Research News

Khalifa University Research Team Investigates the Future of Stem Cell Therapies

November 2, 2020


Read Arabic story here.


Researchers hope stem cells will one day be effective in treating many medical conditions and diseases for which few treatments exist given that stem cells offer the potential to repair, restore, replace and regenerate cells.


Despite the successes seen so far, there are several major challenges that must be addressed before stem cells can be used as cell therapies to treat a wider range of diseases. One of these challenges, investigated by a team from Khalifa University, is the pathway by which stem cells self-renew or differentiate.


In a review paper recently published in Stem Cells, Dr. Abdulrahim Sajini, Assistant Professor of Biomedical Engineering, along with Dr. James McElhinney, Post-Doctoral Fellow, and Dr. Ayesha Hasan, Assistant Professor of Biomedical Engineering, cover exciting insights into how small modifications to gene expression controls can influence this pathway.


Stem cells are the foundation for every organ and tissue in the body. All stem cells can self-renew, dividing indefinitely to produce more of the same stem cell, or differentiate, developing into specialized cells.


“The unique properties of stem cells make them well suited for regenerative medicine,” explained Dr. Sajini. “Stem cell therapies have shown considerable promise in the treatment of a diverse variety of medical issues, including regrowth of cartilage for osteoarthritis, pancreatic beta cell regeneration for diabetes and neural stem cell transplant for spinal cord injury.”


Before stem cells can be used more extensively in regenerative medicine, they need more study. Researchers need to first learn more about how stem cells behave and how they generate different types of human cells. The KU team reviewed the different types of stem cells and the unique epitranscriptome roles associated with them.


RNA is responsible for coding, decoding, regulating and expressing genes held within our DNA. Recently RNA was found to interact with various modifiers within our cells that can affect whether a gene is expressed or not. This is known as the ‘epitranscriptome’, which can be thought of as an extra layer of instructions for the RNA similar to epigenetics in DNA.

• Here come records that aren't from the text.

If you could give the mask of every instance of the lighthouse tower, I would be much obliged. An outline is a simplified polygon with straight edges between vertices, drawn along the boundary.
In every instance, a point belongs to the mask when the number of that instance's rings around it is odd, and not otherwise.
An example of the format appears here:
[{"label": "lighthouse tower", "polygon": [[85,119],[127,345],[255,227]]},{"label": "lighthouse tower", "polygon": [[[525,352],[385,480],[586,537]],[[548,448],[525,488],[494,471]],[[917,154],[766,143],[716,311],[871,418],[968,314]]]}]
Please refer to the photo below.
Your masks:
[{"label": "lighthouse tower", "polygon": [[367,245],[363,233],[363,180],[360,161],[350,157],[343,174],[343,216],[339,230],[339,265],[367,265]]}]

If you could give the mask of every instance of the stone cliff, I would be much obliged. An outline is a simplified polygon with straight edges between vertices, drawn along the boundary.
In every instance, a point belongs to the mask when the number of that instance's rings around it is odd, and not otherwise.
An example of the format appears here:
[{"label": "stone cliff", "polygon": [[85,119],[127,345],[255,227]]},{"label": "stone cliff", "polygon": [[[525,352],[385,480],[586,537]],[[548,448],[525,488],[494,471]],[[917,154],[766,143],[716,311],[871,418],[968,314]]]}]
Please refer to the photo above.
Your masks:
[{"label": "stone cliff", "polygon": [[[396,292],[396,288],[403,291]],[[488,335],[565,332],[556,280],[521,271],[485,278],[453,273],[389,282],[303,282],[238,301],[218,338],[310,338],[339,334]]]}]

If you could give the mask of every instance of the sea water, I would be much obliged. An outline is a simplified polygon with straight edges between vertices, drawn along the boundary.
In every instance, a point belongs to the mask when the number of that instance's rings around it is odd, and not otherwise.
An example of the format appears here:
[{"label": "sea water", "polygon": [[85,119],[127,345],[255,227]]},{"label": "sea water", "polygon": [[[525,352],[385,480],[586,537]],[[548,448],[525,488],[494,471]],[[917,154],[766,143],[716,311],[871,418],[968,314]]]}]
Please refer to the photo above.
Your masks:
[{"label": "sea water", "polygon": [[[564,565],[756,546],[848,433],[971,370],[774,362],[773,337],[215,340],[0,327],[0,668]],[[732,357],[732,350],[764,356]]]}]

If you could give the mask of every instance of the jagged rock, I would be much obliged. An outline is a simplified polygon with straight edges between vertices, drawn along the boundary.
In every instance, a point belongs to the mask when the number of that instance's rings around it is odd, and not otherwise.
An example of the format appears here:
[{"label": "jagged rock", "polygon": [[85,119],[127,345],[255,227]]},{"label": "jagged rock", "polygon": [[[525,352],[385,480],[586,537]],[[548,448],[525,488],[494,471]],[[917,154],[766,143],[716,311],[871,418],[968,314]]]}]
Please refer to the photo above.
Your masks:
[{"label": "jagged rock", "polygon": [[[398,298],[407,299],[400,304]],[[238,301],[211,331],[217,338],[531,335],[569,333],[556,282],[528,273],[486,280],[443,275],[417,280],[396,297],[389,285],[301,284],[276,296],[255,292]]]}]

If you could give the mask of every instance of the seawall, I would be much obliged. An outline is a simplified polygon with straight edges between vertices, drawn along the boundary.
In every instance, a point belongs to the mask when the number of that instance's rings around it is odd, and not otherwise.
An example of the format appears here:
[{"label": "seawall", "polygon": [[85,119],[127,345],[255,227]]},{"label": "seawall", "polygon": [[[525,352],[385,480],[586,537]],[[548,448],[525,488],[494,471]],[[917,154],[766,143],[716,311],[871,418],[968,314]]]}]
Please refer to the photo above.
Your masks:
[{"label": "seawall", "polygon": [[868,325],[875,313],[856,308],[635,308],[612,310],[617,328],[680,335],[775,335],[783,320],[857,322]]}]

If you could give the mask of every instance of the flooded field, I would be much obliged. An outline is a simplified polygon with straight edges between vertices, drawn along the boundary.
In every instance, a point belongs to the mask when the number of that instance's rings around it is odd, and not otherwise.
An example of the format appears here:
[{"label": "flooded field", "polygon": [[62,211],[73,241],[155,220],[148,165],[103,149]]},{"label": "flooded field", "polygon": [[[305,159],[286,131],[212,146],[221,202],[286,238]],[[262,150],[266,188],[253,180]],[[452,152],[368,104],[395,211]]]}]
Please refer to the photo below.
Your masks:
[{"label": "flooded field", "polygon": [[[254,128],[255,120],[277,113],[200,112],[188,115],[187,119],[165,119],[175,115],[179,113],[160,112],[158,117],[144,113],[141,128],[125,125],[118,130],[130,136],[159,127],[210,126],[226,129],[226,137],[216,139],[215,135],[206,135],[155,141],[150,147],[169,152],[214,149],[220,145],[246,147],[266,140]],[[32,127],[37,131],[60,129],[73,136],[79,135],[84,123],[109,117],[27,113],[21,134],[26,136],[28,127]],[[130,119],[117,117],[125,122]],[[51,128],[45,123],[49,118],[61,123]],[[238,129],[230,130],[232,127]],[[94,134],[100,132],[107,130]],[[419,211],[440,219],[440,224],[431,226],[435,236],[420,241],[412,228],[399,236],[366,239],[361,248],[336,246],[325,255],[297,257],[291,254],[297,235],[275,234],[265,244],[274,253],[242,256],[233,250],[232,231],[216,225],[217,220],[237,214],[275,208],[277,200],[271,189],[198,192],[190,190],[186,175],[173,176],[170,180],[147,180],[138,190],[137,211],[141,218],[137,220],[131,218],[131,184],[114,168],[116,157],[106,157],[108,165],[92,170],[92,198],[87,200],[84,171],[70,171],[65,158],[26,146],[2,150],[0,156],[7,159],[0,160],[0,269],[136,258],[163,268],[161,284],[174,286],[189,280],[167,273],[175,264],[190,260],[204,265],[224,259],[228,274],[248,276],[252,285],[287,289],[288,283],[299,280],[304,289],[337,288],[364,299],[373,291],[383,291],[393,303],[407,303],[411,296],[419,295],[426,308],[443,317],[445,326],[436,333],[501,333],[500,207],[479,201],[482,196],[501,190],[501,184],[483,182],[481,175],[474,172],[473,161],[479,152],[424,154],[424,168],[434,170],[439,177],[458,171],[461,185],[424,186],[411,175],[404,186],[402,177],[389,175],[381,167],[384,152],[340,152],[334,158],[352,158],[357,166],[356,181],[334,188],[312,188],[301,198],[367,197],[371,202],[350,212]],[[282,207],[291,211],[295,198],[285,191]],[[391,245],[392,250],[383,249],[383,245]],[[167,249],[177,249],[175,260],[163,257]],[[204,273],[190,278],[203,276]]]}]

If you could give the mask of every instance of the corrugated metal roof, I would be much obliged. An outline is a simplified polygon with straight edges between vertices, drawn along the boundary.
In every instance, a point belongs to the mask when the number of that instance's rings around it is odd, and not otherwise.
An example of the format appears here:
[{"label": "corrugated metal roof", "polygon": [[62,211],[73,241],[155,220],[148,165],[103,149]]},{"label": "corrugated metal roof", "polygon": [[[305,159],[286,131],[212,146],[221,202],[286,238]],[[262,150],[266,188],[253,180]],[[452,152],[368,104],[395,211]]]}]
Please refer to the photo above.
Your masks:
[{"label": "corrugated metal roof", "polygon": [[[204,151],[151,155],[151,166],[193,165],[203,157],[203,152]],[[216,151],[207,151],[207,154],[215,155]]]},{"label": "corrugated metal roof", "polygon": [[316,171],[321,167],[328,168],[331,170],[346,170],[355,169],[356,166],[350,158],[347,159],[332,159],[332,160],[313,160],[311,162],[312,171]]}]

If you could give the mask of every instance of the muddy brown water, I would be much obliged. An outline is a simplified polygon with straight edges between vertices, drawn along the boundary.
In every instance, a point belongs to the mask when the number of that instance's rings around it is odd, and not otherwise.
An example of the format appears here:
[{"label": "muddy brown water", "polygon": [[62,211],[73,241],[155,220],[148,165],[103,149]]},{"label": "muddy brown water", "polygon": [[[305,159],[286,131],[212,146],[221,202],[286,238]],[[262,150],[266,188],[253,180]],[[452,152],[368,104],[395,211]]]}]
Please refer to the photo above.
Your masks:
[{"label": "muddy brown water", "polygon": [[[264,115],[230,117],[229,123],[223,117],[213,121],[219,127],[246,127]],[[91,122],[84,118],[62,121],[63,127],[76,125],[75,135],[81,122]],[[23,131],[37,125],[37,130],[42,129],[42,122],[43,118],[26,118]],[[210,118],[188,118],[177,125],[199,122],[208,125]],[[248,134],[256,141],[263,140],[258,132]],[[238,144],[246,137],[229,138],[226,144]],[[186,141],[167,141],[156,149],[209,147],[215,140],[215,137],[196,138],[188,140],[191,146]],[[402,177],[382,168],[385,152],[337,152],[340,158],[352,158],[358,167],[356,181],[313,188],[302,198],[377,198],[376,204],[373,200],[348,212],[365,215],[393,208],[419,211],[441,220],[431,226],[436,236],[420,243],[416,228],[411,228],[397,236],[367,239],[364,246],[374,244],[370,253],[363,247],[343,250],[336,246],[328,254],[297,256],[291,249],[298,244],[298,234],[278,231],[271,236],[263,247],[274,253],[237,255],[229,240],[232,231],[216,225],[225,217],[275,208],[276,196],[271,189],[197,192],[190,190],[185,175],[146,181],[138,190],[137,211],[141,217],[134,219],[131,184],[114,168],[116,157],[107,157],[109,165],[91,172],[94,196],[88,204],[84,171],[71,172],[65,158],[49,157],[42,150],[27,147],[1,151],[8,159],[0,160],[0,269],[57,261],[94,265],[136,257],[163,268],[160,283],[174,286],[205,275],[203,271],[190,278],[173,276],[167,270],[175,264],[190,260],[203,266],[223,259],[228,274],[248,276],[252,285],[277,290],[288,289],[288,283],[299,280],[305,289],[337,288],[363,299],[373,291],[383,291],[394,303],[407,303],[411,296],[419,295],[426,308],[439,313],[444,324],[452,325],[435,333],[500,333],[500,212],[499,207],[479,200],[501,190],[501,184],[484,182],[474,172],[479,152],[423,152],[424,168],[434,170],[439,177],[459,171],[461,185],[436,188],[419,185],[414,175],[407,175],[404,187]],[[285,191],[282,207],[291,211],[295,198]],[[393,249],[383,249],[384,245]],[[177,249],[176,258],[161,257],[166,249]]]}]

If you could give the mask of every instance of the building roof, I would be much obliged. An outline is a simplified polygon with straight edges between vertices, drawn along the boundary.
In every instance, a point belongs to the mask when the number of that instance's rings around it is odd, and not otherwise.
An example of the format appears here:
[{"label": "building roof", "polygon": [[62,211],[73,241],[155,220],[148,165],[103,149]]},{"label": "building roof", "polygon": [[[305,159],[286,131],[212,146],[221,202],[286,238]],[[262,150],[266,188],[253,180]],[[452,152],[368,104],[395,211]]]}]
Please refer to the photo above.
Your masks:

There are different types of stem cells, found during embryonic or adult development, with slightly different properties. Embryonic stem cells are the most pluripotent, meaning they can develop into any cell making up the body, which makes sense as all humans begin as embryos. However, this pluripotency requires multi-layer regulation check points, with the epitranscriptome playing a crucial role in maintaining the plasticity required for embryonic stem cells to self-renew or differentiate. In contrast, germline stem cells are unipotent cells that only give rise to haploid gamete cells.


“Stem cells are unique cells that have an inherent ability to self-renew or differentiate,” explained Dr. McElhinney. “Both fate decisions are strongly regulated at the molecular level via intricate signalling pathways. These pathways were thought to be governed by the action of transcription factors but now, small non-coding RNAs (ncRNAs) and their post-transcriptional modifications have emerged as additional regulatory layers with essential roles in this process.”


“Research into the epitranscriptome signatures in stem cells has revealed the emerging importance of an expanding set of ncRNAs in regulating cell biology. Moreover, these RNAs have been found to be extensively decorated with chemical modifications that comprise a complex regulatory layer on their functionality. As a fundamental governor of cell behavior, elucidating the epitranscriptome would represent a significant step forward to addressing challenges faced by stem cell therapies.”


There are many challenges associated with stem cell therapies. For example, the embryonic stem cells available today are likely to be rejected by the body; adult stem cells on the other hand are difficult to grow in the lab and can only be found in small quantities in their niche.


Currently, the only established therapy using stem cells is hematopoietic stem cell transplants to treat people with conditions such as leukemia and lymphoma—a bone marrow transplantation in most cases as hematopoietic stem cells are those responsible for making blood cells.


One important challenge is deciphering the imbalances in homeostasis that result in the development of cancer stem cells. Some stem cells form tumors after transplantation as pluripotency is linked to tumor formation. Recently, the epitranscriptome has emerged as a major regulator of stem cell biology and the KU team predicts that small ncRNA modifications will play a key part in future stem cell therapies.


“Most often, the onset of cancer appears linked to dysregulation in gene profiles,” explained Dr. Al Marzooqi. “There, the epitranscriptome of small ncRNAs is being directly implicated in the development of tumors by regulating the transcriptome of cancer stem cells. These small ncRNAs are being recognized for their potential to serve as biomarkers with diagnostic potential but the translation of these potential benefits to clinical applications is an ongoing effort. There’s no doubt that understanding how these small ncRNAs impact oncogenesis will help to identify how cancer develops and lead to more personalised approaches in its treatment.”